You should get an oil change when your car is approaching the end of it's oil's (and oil filter's) useful life. Usually you will have an oil change reminder sticker, or in some cases your vehicle will let you know on the dashboard. If you don't have a sticker, and you can't remember your last oil change, change the oil as soon as possible and keep a maintenance log or routine moving forward.
There is a stigma associated with the "Quick Lube" industry, that they recommend replacing the oil much more frequently than needed for their own business gain. There may be some validity to this claim, but in large part the 3000 mile or 6000 km guideline for conventional oil change intervals exists because of various vehicle and part manufacturer guidelines stretching back to 1968. For instance Hyundai still recommends in the 2016 user manual to service a Hyundai vehicle every 6,000km, whereas Honda employs its "maintenance minder" technology and can recommend a driver change the oil after 8,000km.
If your last oil change was a synthetic oil change, your synthetic oil will have a useful life of at least 12,000km depending on the quality of the oil. If your last oil change was a conventional oil change, your conventional oil will have a useful life of at least 6,000km. The useful life of your oil can also be impacted by other factors like the environment. Generally we recommend changing your oil every 4-6 months regardless of the distance traveled because engine oil can be contaminated by moisture, gasoline, and other elements over time.

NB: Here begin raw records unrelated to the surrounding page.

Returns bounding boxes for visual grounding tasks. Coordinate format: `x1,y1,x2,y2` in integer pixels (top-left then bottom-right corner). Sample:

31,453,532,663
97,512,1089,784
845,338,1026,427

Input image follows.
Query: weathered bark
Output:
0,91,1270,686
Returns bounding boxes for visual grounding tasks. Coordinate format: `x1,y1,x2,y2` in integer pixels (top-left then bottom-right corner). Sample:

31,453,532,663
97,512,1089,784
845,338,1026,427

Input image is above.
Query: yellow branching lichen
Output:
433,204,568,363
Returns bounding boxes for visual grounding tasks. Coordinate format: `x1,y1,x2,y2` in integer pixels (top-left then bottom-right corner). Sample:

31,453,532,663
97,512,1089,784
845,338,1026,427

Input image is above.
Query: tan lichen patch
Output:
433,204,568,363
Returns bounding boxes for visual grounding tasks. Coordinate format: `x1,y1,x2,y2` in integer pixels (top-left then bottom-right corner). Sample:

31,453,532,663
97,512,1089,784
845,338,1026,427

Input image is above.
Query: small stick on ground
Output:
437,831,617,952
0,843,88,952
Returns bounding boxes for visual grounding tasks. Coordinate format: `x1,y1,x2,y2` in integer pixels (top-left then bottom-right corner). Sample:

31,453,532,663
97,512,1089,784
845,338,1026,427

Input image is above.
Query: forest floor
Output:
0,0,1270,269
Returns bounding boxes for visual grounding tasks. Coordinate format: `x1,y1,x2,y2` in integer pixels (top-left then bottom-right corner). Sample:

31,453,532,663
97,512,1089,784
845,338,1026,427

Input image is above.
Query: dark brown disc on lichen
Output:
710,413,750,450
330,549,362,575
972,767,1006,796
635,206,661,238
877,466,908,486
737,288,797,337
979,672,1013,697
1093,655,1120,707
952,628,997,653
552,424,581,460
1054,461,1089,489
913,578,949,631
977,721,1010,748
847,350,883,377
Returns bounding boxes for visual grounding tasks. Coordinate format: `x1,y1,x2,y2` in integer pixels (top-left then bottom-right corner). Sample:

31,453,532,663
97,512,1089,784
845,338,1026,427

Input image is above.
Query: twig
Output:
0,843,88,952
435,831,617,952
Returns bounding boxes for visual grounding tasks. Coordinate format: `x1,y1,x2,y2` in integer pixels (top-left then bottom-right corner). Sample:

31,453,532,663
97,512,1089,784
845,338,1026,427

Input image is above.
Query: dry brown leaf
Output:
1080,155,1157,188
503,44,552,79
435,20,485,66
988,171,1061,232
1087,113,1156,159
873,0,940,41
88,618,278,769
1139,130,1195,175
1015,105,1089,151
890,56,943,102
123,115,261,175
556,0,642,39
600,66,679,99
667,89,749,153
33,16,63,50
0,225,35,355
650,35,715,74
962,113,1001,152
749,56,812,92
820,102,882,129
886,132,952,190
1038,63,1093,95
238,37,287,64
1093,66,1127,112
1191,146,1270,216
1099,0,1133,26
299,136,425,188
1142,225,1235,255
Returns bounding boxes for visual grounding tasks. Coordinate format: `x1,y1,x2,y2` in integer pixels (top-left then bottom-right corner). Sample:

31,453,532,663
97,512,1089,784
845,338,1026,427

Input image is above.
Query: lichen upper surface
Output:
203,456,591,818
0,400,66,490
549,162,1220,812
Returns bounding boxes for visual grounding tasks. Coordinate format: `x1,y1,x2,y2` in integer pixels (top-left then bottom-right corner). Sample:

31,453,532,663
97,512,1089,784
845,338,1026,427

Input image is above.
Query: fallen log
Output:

It's also important to note that oil changes serve a greater purpose than a simple oil drain and refill. For many modern vehicles, the oil change or service appointment is the only time a vehicle is inspected to ensure safe, reliable operation for years at a time. Loose lug nuts, nearly flat, cracked, or bald tires, damaged suspension components, burnt out indicator bulbs, worn u-joints, low fluids and many other maintenance items often unnoticed by the average driver can create potentially dangerous on-road circumstances, especially at high speeds.